Cheers for the awesome tutorial, I’m so grateful for your time :)
Kevin
Why in these tutorials instead of displaying the actual code i get characters
<---- in binary."
[...] you recall from lesson 2.4 — Integers, the largest integer type C++03 defines is “long”. Long has a platform-specific size [...]
8 byte signed -9,223,372,036,854,775,807 to 9,223,372,036,854,775,807
should it not be
8 byte signed -9,223,372,036,854,775,808 to 9,223,372,036,854,775,807
i can understand how integer overflow happens when you increase an unsigned integer -
i.e. 65535 = 1111 1111 1111 1111
and 65536 = [1] 0000 0000 0000 0000
so only given 2 bytes of data this reverts back to meaning 0.
However, I can’t understand how this happens in reverse?
i.e. 0 = 0000 0000 0000 0000
So when you subtract one to get -1, how does this revert back to 1111 1111 1111 111
in terms of how memory is stored?
* missed the last 1 off the 2nd to last line
[...] really fun to read a “basic” article like this one about Integers, and see so many people interact with their own questions, examples and thoughts about the topic. [...]
Thanks for the amazing tutorial Alex.
I must point out what has already been mentioned several times, as I believe that it can be very misleading to the new student. Unless it was intentional, it appears as if the binary counting in this tutorial differs from every other binary resource that I have read, as well as my own personal understanding of how binary addition works.

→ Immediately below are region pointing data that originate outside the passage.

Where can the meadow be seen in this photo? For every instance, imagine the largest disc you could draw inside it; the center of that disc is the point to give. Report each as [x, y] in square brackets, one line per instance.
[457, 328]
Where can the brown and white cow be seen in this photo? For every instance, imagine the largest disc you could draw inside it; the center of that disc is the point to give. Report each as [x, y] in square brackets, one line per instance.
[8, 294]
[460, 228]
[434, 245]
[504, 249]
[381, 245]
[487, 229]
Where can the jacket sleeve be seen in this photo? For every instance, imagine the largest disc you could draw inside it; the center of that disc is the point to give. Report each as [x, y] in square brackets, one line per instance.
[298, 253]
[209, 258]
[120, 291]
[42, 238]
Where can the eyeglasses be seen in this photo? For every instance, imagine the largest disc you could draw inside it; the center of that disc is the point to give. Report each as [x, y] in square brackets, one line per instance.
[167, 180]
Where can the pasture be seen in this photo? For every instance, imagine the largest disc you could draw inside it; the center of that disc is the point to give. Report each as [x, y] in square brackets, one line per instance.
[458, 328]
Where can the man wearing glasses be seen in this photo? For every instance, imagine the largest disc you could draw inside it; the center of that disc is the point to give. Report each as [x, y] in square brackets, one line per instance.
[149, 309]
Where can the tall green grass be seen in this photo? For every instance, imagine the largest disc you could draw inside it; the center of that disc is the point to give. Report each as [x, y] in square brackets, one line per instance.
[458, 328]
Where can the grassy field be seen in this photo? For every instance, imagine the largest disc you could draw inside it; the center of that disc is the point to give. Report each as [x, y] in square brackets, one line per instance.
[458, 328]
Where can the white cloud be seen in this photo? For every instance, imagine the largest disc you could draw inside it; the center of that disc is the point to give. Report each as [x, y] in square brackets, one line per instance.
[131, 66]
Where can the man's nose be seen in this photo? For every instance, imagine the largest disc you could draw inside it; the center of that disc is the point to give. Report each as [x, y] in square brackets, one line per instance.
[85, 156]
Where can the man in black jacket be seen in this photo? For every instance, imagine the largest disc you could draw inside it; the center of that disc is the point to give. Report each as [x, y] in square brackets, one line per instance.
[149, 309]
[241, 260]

It seems as if the last 2 digits in the sequence mentioned above (1100 and 1110) are actually 12 and 14 and should be replaced with a sequence of four digits:
12, 13, 14, and 15
1100, 1101, 1110, 1111
Thanks Again!
Sorry, the edit timer ran out and I could not fix my mistake. I meant to say that the last 2 digits in the sequence mentioned above (1101 and 1111) are actually 13 and 15 (12 and 14 are the ones that are missing) and should be replaced with a sequence of four digits:
12, 13, 14, and 15
1100, 1101, 1110, 1111
Yes, it’s been fixed now. Thanks for the notice!